Pernahkah lagunya Knuckle Puck, yakni Untitled, jadi tren sebuah jogetan mampir di FYP kalian? Iya, lagu yang sedih dan banyak bikin orang nangis di era 2015-an, di tahun 2020-an jadi tren jejogetan. Hal ini sah-sah saja—yang punya lagu saja tidak protes, kok! Bahkan, saya yakin, hal ini bisa membuat jumlah pendengar Knuckle Puck di platform streaming meroket.
Neck Deep pun serupa. Banyak lagu mereka yang jadi sound video di TikTok. Agak beruntung karena lagu-lagu itu tidak jadi tren jejogetan, tapi masuk dalam sad vibes. Mulai dari Part of Me, December, sampai Wish You Were Here. Di titik ini, pendengar Neck Deep makin bertambah.
Tidak jarang ada yang bilang, “Plis, jangan terkenal, nanti jadi banyak yang tahu betapa kerennya band ini.” Ya, gimana, ya, band dibentuk selain untuk berkarya, ‘kan, juga untuk cari cuan. Label pun jadi mau menawari kontrak kalau band ini menghasilkan uang. Camkan baik-baik, band bukan dibentuk untuk memenuhi egomu.
Baca juga:
Selain dibantu TikTok, mereka yang tak sengaja mendengar lantas tertarik mengulik dan jadi tambah suka.

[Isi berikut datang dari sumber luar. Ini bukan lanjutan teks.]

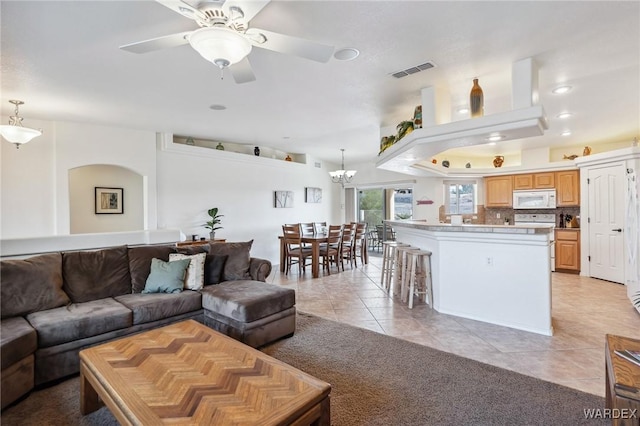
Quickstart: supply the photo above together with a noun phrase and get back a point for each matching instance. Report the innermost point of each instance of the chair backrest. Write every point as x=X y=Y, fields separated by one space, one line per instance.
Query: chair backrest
x=291 y=235
x=348 y=233
x=320 y=227
x=334 y=235
x=292 y=225
x=307 y=228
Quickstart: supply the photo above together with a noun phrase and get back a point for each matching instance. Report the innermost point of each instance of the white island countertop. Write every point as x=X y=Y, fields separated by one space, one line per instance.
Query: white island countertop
x=497 y=229
x=500 y=274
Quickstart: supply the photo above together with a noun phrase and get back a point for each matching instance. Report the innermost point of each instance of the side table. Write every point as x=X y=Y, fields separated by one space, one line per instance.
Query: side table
x=622 y=381
x=199 y=242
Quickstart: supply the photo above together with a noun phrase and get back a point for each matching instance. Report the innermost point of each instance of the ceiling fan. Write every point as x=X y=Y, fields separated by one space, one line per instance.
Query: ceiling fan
x=225 y=38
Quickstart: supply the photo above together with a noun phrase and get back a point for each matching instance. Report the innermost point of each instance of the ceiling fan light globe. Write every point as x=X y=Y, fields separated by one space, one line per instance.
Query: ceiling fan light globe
x=18 y=134
x=220 y=45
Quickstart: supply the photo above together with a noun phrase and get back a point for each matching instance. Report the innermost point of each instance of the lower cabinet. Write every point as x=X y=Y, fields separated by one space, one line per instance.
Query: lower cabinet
x=567 y=250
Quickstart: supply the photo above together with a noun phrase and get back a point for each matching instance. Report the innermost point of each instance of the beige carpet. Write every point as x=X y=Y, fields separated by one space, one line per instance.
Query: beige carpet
x=376 y=380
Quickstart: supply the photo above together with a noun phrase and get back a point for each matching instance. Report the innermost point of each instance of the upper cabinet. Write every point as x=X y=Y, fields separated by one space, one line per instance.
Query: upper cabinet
x=498 y=191
x=534 y=181
x=523 y=181
x=568 y=188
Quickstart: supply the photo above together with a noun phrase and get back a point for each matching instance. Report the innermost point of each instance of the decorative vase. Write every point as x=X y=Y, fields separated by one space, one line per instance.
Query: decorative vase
x=476 y=100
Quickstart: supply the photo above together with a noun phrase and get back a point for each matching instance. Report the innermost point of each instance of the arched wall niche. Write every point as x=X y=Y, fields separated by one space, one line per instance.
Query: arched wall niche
x=83 y=218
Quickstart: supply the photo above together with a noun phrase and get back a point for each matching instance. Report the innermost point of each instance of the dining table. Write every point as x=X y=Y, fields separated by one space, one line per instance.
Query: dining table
x=315 y=240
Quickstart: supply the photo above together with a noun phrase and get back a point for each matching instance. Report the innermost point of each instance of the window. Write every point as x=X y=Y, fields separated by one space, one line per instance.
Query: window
x=460 y=197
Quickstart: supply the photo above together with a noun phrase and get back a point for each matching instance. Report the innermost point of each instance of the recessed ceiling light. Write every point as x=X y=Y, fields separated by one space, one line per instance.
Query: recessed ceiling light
x=346 y=54
x=561 y=89
x=495 y=138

Lagu-lagu Neck Deep ini pasarnya memang untuk remaja-remaja tanggung yang baru melek lingkar kesialan bernama kehidupan. Bagi mereka yang baru tahu betapa bangsatnya kehidupan, lagu-lagu Neck Deep sangat memikat.

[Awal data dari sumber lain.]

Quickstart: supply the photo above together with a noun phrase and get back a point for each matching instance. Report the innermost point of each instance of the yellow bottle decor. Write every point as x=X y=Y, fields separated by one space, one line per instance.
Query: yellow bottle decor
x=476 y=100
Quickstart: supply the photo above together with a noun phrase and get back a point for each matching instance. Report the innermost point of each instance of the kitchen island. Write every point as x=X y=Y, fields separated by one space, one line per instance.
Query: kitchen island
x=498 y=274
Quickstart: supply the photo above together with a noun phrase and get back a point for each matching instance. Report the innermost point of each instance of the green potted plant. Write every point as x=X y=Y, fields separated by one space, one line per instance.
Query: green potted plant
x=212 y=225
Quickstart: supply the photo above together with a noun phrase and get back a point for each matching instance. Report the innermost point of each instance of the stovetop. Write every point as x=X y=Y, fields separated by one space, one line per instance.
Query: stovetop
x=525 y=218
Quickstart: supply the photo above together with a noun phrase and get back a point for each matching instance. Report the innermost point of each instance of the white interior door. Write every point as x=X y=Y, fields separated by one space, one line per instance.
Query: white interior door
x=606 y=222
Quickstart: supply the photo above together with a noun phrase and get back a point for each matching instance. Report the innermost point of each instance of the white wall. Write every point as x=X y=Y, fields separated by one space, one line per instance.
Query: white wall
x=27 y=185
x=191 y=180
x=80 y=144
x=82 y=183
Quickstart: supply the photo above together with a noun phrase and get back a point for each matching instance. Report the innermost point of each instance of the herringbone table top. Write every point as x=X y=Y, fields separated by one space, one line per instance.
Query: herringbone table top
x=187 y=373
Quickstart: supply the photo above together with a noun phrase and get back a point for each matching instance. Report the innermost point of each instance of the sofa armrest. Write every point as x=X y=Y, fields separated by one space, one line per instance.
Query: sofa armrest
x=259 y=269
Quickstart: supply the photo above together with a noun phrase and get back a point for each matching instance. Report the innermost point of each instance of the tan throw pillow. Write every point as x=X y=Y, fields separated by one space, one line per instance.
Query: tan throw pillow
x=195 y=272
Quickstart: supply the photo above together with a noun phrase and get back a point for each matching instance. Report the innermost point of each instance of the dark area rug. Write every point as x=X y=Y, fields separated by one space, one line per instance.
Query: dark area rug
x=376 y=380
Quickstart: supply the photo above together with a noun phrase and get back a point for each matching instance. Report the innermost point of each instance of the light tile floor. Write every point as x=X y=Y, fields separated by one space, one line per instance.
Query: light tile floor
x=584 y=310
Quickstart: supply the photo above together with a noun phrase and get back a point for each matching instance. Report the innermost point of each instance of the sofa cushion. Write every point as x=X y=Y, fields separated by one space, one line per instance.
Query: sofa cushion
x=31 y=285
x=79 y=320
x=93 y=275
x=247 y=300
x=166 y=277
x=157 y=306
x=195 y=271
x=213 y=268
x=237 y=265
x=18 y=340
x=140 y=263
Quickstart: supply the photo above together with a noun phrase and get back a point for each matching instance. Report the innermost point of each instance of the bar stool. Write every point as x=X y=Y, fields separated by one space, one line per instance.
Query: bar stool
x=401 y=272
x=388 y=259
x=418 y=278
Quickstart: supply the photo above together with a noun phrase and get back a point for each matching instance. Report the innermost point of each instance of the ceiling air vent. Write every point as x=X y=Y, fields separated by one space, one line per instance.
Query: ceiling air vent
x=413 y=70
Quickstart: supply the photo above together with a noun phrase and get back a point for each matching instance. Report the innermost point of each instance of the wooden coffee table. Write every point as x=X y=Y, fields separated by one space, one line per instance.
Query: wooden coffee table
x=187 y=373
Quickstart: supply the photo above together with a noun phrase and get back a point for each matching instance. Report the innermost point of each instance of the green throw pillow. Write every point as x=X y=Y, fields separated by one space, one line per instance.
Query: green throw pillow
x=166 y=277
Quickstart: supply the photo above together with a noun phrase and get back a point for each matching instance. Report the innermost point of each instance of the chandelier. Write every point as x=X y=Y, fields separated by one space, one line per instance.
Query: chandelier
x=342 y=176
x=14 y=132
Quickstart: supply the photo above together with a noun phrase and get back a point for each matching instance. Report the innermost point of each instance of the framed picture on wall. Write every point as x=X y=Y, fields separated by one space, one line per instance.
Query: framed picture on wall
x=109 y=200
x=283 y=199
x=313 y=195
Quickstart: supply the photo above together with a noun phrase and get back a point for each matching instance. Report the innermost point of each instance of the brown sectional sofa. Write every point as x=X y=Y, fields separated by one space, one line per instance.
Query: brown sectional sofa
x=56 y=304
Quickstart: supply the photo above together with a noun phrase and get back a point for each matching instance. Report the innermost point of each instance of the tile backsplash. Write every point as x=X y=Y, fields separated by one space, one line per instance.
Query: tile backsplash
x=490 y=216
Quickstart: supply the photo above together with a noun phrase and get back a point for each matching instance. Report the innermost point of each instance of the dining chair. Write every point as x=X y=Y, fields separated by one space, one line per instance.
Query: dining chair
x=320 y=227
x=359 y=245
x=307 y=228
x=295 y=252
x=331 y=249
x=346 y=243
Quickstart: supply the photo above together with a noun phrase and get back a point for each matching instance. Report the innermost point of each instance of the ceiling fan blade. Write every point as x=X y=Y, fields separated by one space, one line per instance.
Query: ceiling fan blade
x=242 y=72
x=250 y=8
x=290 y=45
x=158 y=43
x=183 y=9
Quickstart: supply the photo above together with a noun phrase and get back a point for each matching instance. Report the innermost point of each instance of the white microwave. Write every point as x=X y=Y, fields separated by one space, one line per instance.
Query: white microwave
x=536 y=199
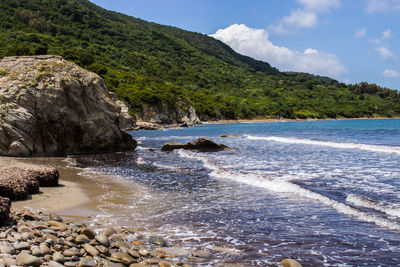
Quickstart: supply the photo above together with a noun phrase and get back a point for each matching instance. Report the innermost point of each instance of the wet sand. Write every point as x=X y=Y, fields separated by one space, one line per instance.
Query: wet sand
x=77 y=196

Dibilang poser karena tren TikTok pakai lagu Neck Deep, tidak masalah, kan? Kamu mau suka lagu December yang sudah di-remix sama DJ TikTok pun tidak salah. Kalau ada yang bilang suka karena tren TikTok, ya, mau gimana lagi, kan? Toh, mereka yang suka Neck Deep karena album Life’s Not Out to Get You tidak diketawain, tuh, sama mereka yang suka di era Lloyd Roberts.
Lagipula, lagu December dan Wish You Were Here memang bagus—setidaknya menurut saya. Bahkan, sampai tahun kemarin, tradisi mendengarkan December di tanggal 31 Desember masih sering saya lakukan. Kesedihan itu sifatnya universal dan, kebetulan, Neck Deep berhasil mewakilkan.